Twenty-one residents from The Green and further afield were at the meeting and heard questions about the proposal and a representation from Lilian Leadbetter who lives beside The Green. She pointed out that the double yellow lines would lose the town eight parking spaces.
The issue of the yellow lines will be discussed again at the Committee’s meeting on April 8 – and if approved, Wiltshire Council would then have to put it to a consultation process.
Councillors were uncomplimentary about the one-way proposal that had been forwarded from the Area Board with little or no detail. Councillor Fogg called the proposal ‘inadequate’: “There would need to be a lot more homework on it to see why it’s necessary.”
The suggestion for a one-way scheme had come from the Marlborough and District Housing Association and their chairman, Ken Culley, was at the meeting. He said they would withdraw it if the double yellow lines were implemented.
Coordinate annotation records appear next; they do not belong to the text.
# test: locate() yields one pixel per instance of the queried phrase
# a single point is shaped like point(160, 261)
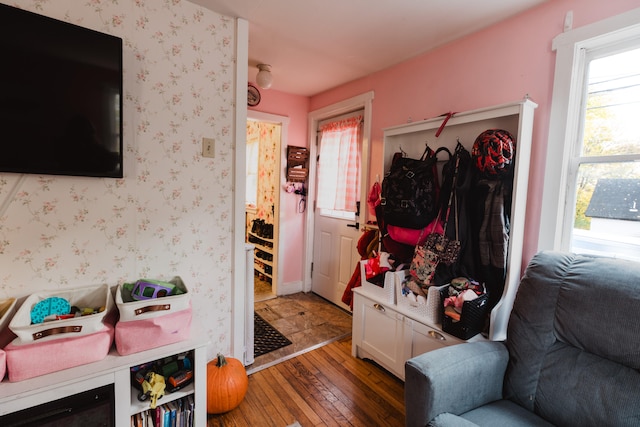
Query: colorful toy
point(149, 289)
point(49, 307)
point(152, 387)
As we reported on January 15, this is all about access for emergency services to the Association’s sixteen homes (known collectively as ‘No. 10’) for vulnerable older people that lie behind Silbury House. It was highlighted by a fire that affected older residents and whether the fire brigade had proper and swiftly achievable access to the homes – negotiating the cars parked round The Green.
Lilian Leadbetter’s address showed councillors the complexity the one-way proposal and that for double yellow lines – and how similar issues might affect residents in other parts of the town. She said she was speaking “…as an extremely concerned resident, on behalf of many others who live on The Green, those who live and work nearby and Marlborough residents in general.”
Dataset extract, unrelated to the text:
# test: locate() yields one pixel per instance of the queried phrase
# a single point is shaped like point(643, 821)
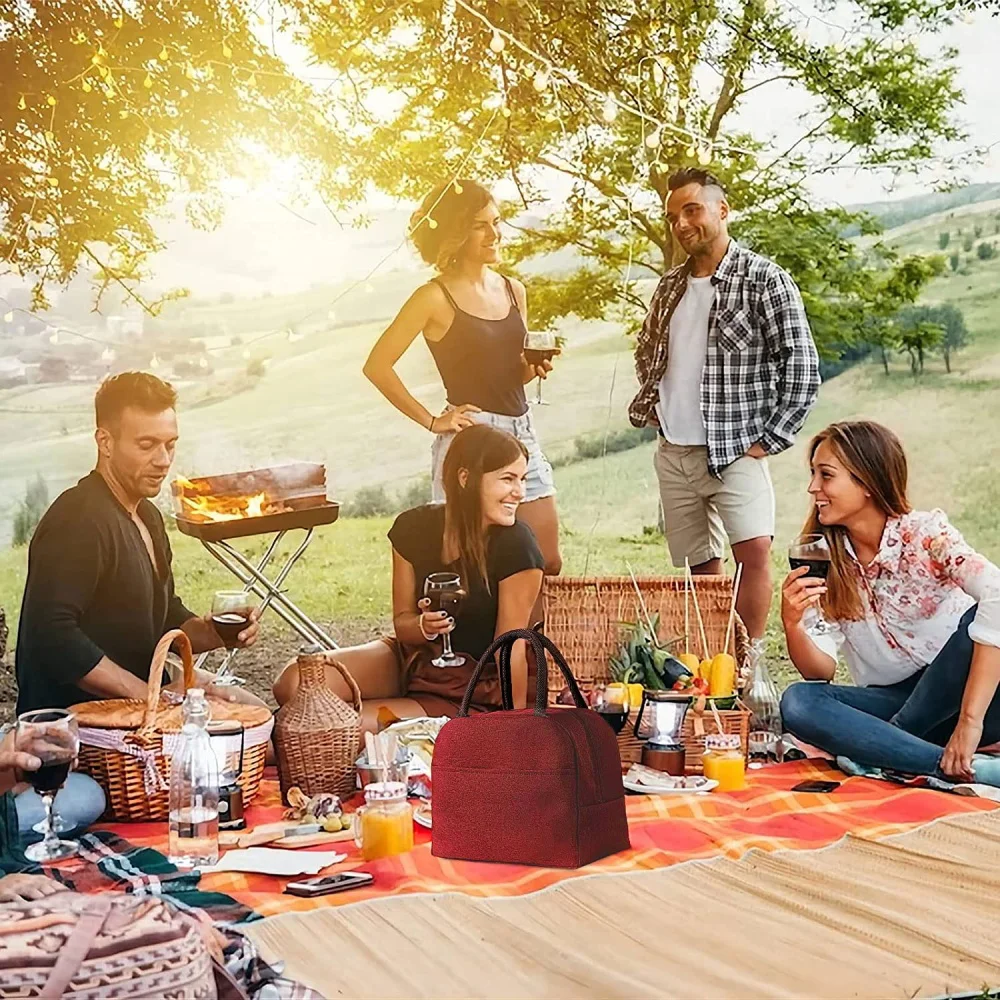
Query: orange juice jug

“The proposal to make the traffic run one way is perplexing. It will, without doubt, endanger the safety of pedestrians. The combination of one-way traffic and double yellow lines which are clearly linked issues, will turn the road outside our homes into a rat run as motorists take short cuts and try to avoid any hold ups at the pedestrian crossing on Herd Street.”
She pointed out that the road was already used by some drivers as a ‘rat run’ to avoid the pedestrian crossing: “The road is the only pathway for residents, including those at No. 10, who walk into town and use the pedestrian crossing on Herd Street. There is no pavement there and some of us step from our doorways straight onto this road, including those residents at Silbury House, and other residents on The Green who are also elderly and vulnerable.”
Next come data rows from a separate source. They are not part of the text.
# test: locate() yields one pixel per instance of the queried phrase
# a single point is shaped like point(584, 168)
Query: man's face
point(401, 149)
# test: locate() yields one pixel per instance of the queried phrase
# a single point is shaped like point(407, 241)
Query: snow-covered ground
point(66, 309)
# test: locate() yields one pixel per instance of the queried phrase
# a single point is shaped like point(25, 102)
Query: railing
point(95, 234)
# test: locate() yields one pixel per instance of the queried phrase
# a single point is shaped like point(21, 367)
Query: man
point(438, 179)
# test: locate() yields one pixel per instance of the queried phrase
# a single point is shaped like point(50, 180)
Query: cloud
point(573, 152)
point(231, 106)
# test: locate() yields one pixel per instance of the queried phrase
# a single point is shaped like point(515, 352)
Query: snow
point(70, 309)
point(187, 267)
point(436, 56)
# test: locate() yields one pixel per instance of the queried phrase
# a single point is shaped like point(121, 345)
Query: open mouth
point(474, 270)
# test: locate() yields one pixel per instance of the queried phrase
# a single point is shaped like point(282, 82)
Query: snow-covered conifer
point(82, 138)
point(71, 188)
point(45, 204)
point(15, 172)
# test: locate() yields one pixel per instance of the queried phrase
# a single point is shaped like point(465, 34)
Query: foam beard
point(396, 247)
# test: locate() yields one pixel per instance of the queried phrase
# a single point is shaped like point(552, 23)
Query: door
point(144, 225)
“It is also used on a daily basis by school children and their parents, by motorised wheel chair users, and the public in general – all of whom need to be safe-guarded. The road is simply not fit for purpose as a general public highway.”
Ken Culley said the Association’s “…only interest is the welfare of residents at No 10, The Green.” He wanted the sarsen stones (see the above photo) moved back into the grass by ‘about two feet’ to give a clear roadway from Barn Street up to the entrance to the No 10 homes (seen to the right of Silbury House.)
An alternative suggestion was that an ‘invisible membrane’ – through which the grass could grow – is laid across The Green to give all-weather access for the emergency services. This would cost £11,500 and was thought to be too expensive.
Lilian Leadbetter said they were all sympathetic about access to the No 10 homes – and it already existed: “…it should be noted that the emergency services and others in large vehicles, as a rule, choose to enter from Barn Street – not the St Martin’s side. The very large Wiltshire Council refuse lorry, for example, does so on a fortnightly basis – it reverses up the small road from Herd Street in order to reach 10 The Green and does so with relative ease.”
There were conflicting narratives about the fire that raised the access issue and conflicting views too from fire fighters about the access. Perhaps before the April 8 meeting an independent report on these two aspects would aid councillors’ decisions.
Councillors decided not to forward the proposal for a one-way system round The Green to the Community Area Transport Group – which holds a budget for minor road way improvements and could pass it on to Wiltshire Council.